Motivation
In February of 2024, I competed at RowdyHacks during the 9th
annual Hackathon. This was my second time attending, having
placed second the previous year
.
My understanding of programming and of Rust had grown significantly over
that time, and I wanted to one-up myself. I had just finished my Computer
Organization class, where we learned to program in x86 assembly. The class
made me realize that the design of an assembly language has a profound
impact on every higher level language built on-top of it. As a Rust
programmer who cares a great deal about safety and soundness guarantees, it
troubles me that I have to compile to an inherently unsafe assembly
language. I wanted to find out how feasible it would be to write a new
assembly language designed for easy static analysis and safety guarantees.
I am very satisfied with the result, which I named Forte.
Specifications
Instructions
Forte is an assembly language and bytecode for a hypothetical 128-bit
processor. It contains 26 instructions, but no directly exposed registers.
Name |
Mnemonic |
Push |
push |
Pop | pop |
Duplicate |
dup |
Add |
add |
Difference |
diff |
Multiply |
mul |
Divide |
div |
Remainder |
rem |
Bitwise And |
and |
Bitwise Or |
or |
Bitwise Xor |
xor |
Shift Right |
shr |
Shift Left |
shl |
Name (cont.) |
Mnemonic (cont.) |
Branch Equal |
beq |
Branch Unequal |
bne |
Branch Greater |
bgt |
Branch Lesser |
blt |
Function Start |
fun |
Call |
call |
Return |
ret |
Loop |
loop |
Iterate Loop |
iter |
Begin Execution |
exe |
Store |
sto |
Load |
lod |
Stack Length |
len |
The Three Stacks
The stack is an essential part of any assembly language, however it is
often a point of vulnerability. Stack-smashing and stack-overflow
vulnerabilities can very easily allow attackers to overwright function
return addresses, and and execute arbitrary code. This is why Forte uses
three distinct stacks.
The Program Stack
The program stack, or p-stack for short, contains all of the state for the
user-space program. When you push or pop a value in Forte, you are
interacting with the p-stack. What's most interesting about the p-stack is
what it does not contain: pointers. There is no way to jump to an address
on the p-stack, as its contents are considered untrusted.
The Control Stack
In order to call functions, return addresses must be stored somewhere.

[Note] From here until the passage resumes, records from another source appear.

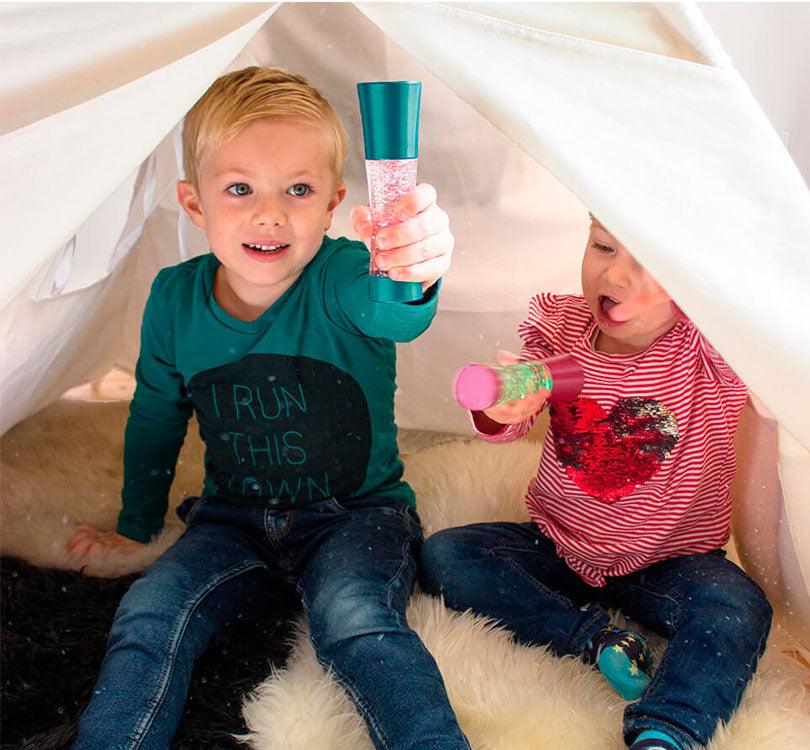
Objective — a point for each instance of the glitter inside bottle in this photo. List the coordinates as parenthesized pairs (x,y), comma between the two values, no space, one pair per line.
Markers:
(388,181)
(390,116)
(478,387)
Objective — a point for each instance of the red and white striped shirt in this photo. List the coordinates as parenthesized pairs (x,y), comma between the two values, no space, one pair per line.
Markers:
(639,468)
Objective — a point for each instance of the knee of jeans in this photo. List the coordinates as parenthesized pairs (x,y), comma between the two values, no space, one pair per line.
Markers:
(151,608)
(443,555)
(349,611)
(738,609)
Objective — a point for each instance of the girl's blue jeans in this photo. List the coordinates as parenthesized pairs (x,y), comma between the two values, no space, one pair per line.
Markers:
(354,567)
(715,617)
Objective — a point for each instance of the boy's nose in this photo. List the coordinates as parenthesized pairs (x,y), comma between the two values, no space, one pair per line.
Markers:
(620,272)
(270,212)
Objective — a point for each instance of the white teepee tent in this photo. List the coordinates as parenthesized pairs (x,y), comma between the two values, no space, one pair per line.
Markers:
(634,109)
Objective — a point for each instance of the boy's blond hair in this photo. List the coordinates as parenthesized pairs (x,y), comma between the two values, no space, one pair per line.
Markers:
(235,100)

While most assembly languages place these on the stack alongside other
values, Forte segregates them into a separate control stack (c-stack for
short.) This is similar to the "shadow stack" option some compilers use,
except implemented at a hardware level. The only way to interact with the
c-stack is through call and return instructions.
The Function Stack
Most assembly languages have a "jump" instruction which moves the program
counter to an arbitrary point in memory. This is useful but not
particularly safe. Forte only allows jumping to valid functions. The
locations of these functions are kept in the function stack (f-stack.)

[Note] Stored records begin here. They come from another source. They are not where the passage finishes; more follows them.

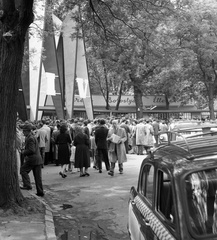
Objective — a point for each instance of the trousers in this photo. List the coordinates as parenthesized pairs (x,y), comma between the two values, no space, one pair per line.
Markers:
(103,154)
(25,170)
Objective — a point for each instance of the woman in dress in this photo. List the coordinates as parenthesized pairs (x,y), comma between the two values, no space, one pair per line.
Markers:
(63,141)
(82,152)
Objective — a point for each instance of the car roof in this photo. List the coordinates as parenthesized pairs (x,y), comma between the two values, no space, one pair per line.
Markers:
(193,126)
(188,154)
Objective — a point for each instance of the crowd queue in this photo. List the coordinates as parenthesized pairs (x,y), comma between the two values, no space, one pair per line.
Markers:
(76,144)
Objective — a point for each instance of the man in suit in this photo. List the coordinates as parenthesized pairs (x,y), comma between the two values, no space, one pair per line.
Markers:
(32,161)
(101,134)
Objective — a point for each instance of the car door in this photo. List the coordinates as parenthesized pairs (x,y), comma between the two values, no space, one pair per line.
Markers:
(134,217)
(145,201)
(152,227)
(139,207)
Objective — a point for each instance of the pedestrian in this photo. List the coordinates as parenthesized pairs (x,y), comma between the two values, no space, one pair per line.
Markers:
(124,125)
(93,147)
(140,136)
(149,137)
(101,134)
(32,161)
(63,141)
(156,129)
(116,148)
(42,137)
(82,152)
(133,137)
(54,135)
(47,145)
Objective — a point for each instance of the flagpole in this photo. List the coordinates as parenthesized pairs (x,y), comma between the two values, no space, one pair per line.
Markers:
(75,73)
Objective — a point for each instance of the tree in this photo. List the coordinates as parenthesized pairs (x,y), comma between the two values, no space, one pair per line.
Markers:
(196,33)
(15,18)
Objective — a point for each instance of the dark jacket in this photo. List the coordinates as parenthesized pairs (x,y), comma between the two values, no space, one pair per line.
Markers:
(31,152)
(101,134)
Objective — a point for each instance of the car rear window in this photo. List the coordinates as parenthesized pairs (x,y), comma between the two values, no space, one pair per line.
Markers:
(201,188)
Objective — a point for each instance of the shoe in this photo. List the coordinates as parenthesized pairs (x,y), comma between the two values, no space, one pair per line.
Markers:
(62,175)
(40,194)
(26,188)
(111,173)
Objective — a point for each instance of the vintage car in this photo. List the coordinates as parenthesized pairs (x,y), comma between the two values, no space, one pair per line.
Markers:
(176,194)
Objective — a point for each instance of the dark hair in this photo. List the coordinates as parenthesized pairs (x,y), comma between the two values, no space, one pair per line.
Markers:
(63,128)
(102,121)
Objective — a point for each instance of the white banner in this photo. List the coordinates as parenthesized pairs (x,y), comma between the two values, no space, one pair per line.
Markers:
(50,90)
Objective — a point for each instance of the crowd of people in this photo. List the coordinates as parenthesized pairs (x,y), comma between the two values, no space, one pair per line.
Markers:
(76,144)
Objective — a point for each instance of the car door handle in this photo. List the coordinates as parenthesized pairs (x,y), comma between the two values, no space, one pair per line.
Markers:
(146,221)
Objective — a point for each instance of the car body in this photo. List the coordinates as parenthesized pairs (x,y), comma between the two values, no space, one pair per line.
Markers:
(176,194)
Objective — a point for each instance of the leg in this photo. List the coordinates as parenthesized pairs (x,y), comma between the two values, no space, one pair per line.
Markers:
(18,163)
(120,165)
(42,152)
(24,171)
(86,172)
(105,158)
(99,159)
(111,172)
(38,180)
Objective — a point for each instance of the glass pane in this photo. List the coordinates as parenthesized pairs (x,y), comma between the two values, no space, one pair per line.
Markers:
(202,202)
(149,184)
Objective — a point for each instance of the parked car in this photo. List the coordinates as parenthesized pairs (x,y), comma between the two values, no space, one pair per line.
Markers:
(176,194)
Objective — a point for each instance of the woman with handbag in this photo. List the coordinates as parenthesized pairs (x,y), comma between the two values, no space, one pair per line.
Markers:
(82,152)
(63,142)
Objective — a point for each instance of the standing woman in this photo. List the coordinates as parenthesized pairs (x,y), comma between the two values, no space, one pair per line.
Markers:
(63,141)
(82,152)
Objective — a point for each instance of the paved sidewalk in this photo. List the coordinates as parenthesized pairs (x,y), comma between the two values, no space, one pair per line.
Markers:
(41,228)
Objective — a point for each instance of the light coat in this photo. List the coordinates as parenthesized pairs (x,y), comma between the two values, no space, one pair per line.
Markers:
(121,151)
(140,131)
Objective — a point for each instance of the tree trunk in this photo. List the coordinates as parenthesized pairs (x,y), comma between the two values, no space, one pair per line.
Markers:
(107,85)
(119,96)
(137,96)
(167,102)
(211,101)
(13,26)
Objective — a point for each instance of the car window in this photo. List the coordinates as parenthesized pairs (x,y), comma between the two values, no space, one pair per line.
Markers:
(201,188)
(147,181)
(165,203)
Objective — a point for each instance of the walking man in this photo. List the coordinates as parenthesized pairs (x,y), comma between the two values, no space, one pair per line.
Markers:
(116,150)
(101,134)
(32,161)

Functions are added to the f-stack after they are validated during the
warmup phase, which I will discuss next.
Warmup
When a Forte program begins, it does not immediately start executing
instructions. Instead, it validates the programs correctness and builds
the f-stack. Every
fun
(function start) instruction will
push the address of that instruction to the f-stack. Every instruction that
interacts with the stack will increment or decrement an internal register
accordingly. If this value value falls below zero or above the maximum
stack size, then the program is determined to be unsafe and execution
is cancelled before it begins. The warmup phase will take O(N) time,
where N is the number of instructions.
Recital
After the
exe
(begin execution) instruction is reached, the
Recital phase begins. The function pointer returns to the address at the
top of the f-stack, which was the last defined function. When the program
counter reaches the
exe
again, the program has terminated
successfully. This combination of design decisions means that the program
counter can never be lower than the first function address, or larger than
the execution instruction. This makes arbitrary code execution attacks more
difficult to pull off.
Safety
Creating a memory safe assembly language presents much different challenges
from a compiled language like Rust. There are no compile-time checks or
guarantees, any string of bytes could be interpreted as a "program." The core
design principle of Forte is to make unsecure programs impossible (or at least
very difficult) to express, and to make static analysis simple. This is a delicate
balance to strike - limiting Forte's capabilities necessarily makes it more
cumbersome and less performant.